Nvidia’s graphics processing units (GPUs) remain the dominant chips used to train and run those systems, giving the company extraordinary leverage over the industry’s supply chain.

By investing in infrastructure providers such as Nebius, Nvidia can both accelerate the deployment of its hardware and ensure the continued expansion of AI computing capacity globally.

Nebius’ Massive Data-Center Expansion Plans

Nebius said it plans to deploy more than 5 gigawatts of data-center capacity by 2030, a scale that illustrates the enormous electricity demands associated with modern AI workloads. That level of capacity is roughly equivalent to the electricity consumption of more than four million U.S. households, highlighting the rapidly growing energy footprint of artificial intelligence infrastructure.

To support the build-out, Nebius has significantly increased its spending on infrastructure. The company reported capital expenditure of $2.1 billion in the December quarter, up sharply from $416 million a year earlier, as it accelerates expansion of its computing capacity.

Rise Of The “Neocloud” Sector

Nebius belongs to a new category of AI infrastructure providers sometimes described as “neocloud” companies. Unlike traditional cloud giants that serve a broad mix of industries and computing workloads, these firms focus almost entirely on high-performance infrastructure optimized for artificial intelligence.

Other players in the segment include CoreWeave, which has rapidly gained prominence through multibillion-dollar deals supplying AI computing power to large technology companies.

Nebius and its peers are positioning themselves as specialized providers capable of delivering massive GPU clusters to train advanced models.

That model has already attracted major clients. Nebius has secured large contracts with U.S. technology companies, including a $17 billion infrastructure agreement with Microsoft and a $3 billion deal with Meta Platforms, underscoring the scale of investment flowing into AI computing.

Nvidia’s Expanding Investment Portfolio

The Nebius investment adds to a growing list of high-profile deals through which Nvidia is helping finance the infrastructure underpinning artificial intelligence.

Last year, the company agreed to deploy at least 10 gigawatts of AI systems for OpenAI and later announced a $30 billion investment in the startup, deepening its role in the development of advanced AI models.

Such moves illustrate how Nvidia is evolving beyond a chip supplier into a key financial and strategic backer of companies building the next generation of AI platforms.

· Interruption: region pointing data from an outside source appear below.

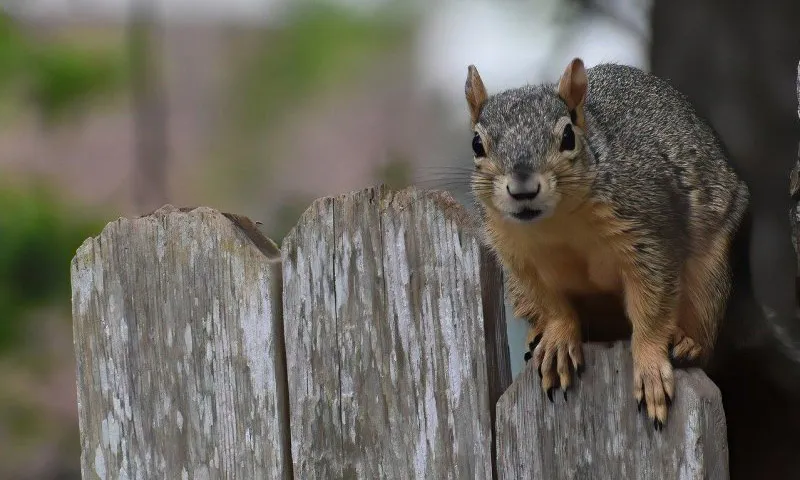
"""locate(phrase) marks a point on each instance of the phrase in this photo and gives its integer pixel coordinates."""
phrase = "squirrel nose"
(523, 185)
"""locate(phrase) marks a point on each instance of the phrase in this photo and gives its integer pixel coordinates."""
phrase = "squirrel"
(606, 190)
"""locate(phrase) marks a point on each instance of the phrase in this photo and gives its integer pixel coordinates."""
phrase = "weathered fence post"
(598, 433)
(177, 338)
(385, 339)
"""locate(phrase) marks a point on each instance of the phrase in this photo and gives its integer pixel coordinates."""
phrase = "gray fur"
(648, 150)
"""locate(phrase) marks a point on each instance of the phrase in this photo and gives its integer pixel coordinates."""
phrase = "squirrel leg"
(651, 302)
(706, 285)
(554, 338)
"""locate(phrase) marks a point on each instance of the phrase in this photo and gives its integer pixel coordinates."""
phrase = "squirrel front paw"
(653, 383)
(555, 348)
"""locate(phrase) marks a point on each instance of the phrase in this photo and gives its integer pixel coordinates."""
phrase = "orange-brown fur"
(581, 272)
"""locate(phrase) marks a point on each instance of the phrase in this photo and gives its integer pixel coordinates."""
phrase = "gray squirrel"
(604, 191)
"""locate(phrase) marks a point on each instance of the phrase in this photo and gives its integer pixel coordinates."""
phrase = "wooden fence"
(372, 344)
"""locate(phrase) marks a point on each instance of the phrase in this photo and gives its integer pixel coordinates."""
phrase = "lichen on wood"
(597, 431)
(385, 339)
(178, 354)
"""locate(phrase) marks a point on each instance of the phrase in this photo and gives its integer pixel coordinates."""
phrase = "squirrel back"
(629, 149)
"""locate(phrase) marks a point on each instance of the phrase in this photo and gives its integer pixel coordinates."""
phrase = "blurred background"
(114, 107)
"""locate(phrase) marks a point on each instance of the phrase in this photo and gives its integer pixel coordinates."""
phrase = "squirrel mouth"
(527, 214)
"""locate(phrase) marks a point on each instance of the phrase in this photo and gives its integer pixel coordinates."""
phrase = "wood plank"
(176, 327)
(385, 339)
(598, 433)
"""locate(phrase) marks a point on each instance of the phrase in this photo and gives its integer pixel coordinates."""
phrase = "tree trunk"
(737, 62)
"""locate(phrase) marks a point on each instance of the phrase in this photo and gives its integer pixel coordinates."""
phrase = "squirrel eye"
(477, 146)
(567, 139)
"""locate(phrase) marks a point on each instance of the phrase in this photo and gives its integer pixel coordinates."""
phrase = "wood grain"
(177, 339)
(385, 339)
(598, 433)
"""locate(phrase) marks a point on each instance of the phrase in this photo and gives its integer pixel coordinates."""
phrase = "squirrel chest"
(567, 253)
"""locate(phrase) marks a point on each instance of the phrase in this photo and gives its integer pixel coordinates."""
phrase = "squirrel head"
(529, 145)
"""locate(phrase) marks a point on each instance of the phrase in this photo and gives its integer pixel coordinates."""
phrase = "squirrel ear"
(572, 88)
(475, 92)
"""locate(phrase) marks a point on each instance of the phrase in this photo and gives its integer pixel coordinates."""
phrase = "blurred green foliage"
(38, 234)
(38, 238)
(57, 77)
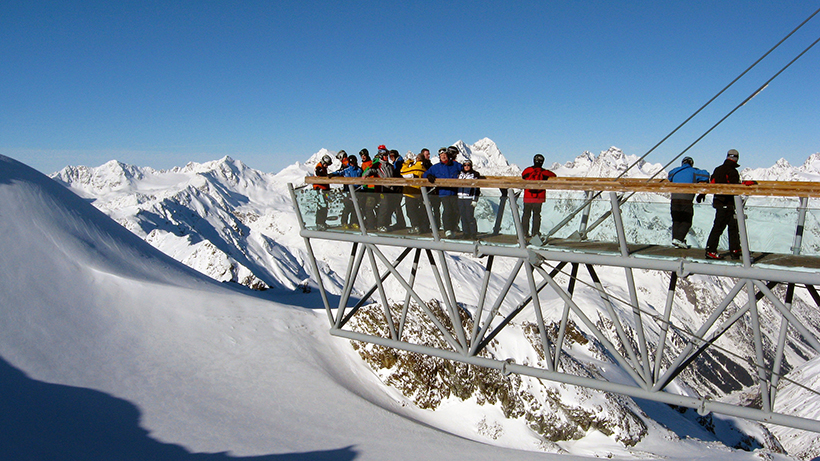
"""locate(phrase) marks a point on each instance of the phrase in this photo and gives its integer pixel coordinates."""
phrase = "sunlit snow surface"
(204, 368)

However, Nvidia’s growing web of investments has also raised concerns among some analysts and investors.

Many of the companies receiving funding from Nvidia are also major buyers of its chips, creating what critics describe as a form of circular financing in which Nvidia effectively helps fund the infrastructure that purchases its hardware.

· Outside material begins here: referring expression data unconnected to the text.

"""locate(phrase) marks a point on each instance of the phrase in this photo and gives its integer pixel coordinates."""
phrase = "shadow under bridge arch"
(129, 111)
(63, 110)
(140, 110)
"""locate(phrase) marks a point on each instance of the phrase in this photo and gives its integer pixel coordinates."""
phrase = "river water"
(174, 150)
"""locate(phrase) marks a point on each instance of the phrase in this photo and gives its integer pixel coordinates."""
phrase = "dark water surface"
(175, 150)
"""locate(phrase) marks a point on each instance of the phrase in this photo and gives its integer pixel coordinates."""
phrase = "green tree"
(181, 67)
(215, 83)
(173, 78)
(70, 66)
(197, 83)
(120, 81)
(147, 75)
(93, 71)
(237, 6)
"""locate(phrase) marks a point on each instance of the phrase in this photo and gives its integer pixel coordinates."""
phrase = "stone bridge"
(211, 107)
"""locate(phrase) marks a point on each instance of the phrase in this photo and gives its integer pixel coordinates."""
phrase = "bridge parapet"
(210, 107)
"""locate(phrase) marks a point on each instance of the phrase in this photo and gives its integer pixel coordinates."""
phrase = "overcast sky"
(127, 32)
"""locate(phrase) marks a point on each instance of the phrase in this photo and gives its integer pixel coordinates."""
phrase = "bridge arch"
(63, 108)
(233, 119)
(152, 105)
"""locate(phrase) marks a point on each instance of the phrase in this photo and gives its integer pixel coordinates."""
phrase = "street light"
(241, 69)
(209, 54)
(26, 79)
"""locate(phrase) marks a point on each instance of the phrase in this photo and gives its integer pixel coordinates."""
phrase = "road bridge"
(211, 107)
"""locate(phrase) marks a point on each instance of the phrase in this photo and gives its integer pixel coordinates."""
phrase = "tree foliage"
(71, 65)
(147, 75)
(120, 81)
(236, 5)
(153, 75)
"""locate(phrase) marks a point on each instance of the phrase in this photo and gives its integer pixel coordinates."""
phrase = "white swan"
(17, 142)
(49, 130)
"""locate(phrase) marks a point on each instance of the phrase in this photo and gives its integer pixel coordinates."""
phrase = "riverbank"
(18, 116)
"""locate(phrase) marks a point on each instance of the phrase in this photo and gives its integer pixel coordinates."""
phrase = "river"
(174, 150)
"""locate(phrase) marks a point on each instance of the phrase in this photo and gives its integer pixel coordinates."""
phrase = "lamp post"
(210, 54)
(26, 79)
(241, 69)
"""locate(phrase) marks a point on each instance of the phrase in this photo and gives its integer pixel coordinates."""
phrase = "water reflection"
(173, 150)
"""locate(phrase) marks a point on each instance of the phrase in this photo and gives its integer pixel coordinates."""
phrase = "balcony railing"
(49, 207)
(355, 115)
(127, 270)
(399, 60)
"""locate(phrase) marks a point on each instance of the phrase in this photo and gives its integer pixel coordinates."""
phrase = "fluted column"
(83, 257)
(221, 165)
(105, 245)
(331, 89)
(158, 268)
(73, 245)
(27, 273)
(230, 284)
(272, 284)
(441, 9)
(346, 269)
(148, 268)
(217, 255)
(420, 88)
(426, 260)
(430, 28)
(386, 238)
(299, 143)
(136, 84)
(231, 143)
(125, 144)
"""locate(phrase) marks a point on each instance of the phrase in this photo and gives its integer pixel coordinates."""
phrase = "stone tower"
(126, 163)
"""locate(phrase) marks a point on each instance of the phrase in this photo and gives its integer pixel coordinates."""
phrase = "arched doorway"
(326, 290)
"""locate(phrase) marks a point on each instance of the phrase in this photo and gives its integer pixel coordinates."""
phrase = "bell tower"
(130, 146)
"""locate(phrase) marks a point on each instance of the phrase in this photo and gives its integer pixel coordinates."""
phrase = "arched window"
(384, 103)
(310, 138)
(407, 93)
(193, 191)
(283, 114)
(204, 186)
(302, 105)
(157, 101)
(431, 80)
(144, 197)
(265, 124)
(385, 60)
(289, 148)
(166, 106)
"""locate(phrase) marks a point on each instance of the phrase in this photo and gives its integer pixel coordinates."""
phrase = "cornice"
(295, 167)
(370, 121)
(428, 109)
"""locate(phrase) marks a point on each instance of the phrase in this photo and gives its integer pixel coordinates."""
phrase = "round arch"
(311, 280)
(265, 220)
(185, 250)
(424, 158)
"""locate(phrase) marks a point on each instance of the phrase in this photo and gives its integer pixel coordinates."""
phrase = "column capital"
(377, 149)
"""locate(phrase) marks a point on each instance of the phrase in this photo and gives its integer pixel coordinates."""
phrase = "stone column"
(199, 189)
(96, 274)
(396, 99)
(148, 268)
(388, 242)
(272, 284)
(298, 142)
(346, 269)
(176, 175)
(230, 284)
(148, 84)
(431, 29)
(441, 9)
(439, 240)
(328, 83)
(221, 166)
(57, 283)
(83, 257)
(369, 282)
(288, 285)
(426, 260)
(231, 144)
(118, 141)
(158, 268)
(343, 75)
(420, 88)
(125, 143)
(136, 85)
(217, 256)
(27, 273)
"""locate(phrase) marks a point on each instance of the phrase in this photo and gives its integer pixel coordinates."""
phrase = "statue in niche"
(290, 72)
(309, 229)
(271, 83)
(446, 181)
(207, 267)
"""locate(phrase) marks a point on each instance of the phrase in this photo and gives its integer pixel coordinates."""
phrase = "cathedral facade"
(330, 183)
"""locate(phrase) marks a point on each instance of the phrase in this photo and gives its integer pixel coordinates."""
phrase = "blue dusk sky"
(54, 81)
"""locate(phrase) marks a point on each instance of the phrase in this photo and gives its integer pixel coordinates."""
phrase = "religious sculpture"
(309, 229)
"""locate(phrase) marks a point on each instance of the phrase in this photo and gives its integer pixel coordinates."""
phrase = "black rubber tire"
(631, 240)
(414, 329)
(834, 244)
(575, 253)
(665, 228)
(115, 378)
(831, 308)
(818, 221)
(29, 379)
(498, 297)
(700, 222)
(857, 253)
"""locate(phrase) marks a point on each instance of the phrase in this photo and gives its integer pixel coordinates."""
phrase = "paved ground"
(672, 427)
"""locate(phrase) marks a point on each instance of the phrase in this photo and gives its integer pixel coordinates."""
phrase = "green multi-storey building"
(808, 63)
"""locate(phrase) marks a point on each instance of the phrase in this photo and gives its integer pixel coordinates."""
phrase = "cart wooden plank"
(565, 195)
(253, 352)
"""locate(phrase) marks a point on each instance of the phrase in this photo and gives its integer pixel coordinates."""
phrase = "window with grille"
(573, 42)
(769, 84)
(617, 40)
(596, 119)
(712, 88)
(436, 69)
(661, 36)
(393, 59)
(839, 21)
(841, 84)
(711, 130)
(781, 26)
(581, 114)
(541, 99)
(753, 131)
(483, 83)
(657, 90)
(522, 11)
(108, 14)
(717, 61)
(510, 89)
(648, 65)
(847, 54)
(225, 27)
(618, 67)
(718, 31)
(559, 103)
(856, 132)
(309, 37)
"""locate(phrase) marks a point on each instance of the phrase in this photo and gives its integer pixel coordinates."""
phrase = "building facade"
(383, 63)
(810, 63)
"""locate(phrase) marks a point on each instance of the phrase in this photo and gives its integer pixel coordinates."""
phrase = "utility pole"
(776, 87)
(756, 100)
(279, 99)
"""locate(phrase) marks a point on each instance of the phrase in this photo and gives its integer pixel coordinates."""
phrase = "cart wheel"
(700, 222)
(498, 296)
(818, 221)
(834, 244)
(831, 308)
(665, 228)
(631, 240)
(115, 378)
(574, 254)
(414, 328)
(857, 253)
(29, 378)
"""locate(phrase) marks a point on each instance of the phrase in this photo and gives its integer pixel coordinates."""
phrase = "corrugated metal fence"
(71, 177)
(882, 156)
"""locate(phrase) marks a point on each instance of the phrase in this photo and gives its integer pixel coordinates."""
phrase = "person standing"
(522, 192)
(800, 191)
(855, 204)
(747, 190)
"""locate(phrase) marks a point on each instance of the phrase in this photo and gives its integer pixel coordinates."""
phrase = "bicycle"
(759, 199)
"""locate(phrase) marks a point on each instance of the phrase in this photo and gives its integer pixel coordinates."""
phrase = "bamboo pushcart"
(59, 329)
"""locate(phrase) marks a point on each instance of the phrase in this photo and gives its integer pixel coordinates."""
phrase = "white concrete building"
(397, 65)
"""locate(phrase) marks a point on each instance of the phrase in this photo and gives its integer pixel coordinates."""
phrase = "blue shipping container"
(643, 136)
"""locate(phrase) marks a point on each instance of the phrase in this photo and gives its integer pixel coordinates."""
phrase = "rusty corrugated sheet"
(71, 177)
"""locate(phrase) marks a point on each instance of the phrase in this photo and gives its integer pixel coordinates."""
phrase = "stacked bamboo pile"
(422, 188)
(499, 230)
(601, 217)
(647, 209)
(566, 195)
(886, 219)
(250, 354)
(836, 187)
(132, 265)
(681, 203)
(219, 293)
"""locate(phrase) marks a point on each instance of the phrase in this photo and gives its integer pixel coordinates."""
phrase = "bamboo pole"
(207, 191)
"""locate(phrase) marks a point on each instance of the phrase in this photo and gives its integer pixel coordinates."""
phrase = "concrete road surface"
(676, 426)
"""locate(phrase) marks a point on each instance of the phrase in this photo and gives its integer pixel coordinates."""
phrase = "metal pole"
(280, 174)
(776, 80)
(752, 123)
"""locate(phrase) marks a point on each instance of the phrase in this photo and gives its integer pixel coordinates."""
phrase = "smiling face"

Supporters argue the strategy accelerates the rollout of global AI capacity and ensures that computing supply keeps pace with surging demand.

But skeptics warn it could concentrate too much influence over the AI ecosystem in the hands of a single supplier.

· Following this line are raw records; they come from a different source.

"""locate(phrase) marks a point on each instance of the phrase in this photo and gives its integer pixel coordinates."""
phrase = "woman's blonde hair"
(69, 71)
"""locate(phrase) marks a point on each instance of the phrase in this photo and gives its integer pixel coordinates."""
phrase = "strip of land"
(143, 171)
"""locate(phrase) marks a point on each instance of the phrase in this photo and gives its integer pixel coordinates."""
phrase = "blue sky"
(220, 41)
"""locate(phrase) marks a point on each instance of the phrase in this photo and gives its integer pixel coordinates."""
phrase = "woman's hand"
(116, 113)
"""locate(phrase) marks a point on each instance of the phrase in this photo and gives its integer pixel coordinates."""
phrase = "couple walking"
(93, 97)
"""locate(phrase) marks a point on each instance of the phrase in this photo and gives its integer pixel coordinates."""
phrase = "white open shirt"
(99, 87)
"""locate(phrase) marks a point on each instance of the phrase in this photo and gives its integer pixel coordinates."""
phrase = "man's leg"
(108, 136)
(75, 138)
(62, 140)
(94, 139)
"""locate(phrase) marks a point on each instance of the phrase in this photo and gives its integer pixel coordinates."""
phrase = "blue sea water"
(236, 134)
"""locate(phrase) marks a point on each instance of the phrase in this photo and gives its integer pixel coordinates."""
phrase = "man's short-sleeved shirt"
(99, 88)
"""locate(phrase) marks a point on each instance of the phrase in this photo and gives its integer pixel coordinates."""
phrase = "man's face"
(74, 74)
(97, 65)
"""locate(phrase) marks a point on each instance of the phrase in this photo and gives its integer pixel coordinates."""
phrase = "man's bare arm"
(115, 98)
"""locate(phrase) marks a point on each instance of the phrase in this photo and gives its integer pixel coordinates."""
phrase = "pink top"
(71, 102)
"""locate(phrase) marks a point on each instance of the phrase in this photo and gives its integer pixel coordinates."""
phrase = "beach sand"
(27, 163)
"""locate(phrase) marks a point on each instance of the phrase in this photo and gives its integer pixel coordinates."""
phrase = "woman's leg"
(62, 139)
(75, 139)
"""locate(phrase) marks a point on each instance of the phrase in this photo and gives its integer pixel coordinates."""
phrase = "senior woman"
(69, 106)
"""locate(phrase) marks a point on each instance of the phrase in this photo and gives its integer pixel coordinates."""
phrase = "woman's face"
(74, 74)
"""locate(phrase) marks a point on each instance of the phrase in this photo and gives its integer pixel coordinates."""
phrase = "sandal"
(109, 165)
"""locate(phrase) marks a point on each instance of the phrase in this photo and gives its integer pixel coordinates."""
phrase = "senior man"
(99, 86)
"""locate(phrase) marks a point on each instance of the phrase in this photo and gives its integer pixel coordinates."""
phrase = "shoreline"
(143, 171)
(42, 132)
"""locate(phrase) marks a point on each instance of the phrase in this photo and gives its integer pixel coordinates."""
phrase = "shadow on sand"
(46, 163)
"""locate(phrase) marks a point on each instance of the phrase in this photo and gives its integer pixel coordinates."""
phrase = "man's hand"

Nvidia’s chief executive Jensen Huang framed the Nebius partnership as part of the next phase of artificial intelligence development.

“Nebius is building an AI cloud designed for the agentic era,” Huang said in a statement, referring to a new generation of AI systems capable of performing autonomous tasks rather than simply responding to prompts.

The partnership, he added, will help scale the company’s infrastructure to meet “surging global demand for intelligence.”

The deal highlights the massive financial and energy investments now required to support the AI revolution. Global spending on AI data centers is expected to reach hundreds of billions of dollars in the coming years as technology companies race to build the computing power required for increasingly sophisticated models.

For Nvidia, whose chips sit at the center of that expansion, strategic investments like the Nebius deal help reinforce its position not only as the industry’s dominant hardware supplier but also as a key architect of the infrastructure shaping the future of artificial intelligence.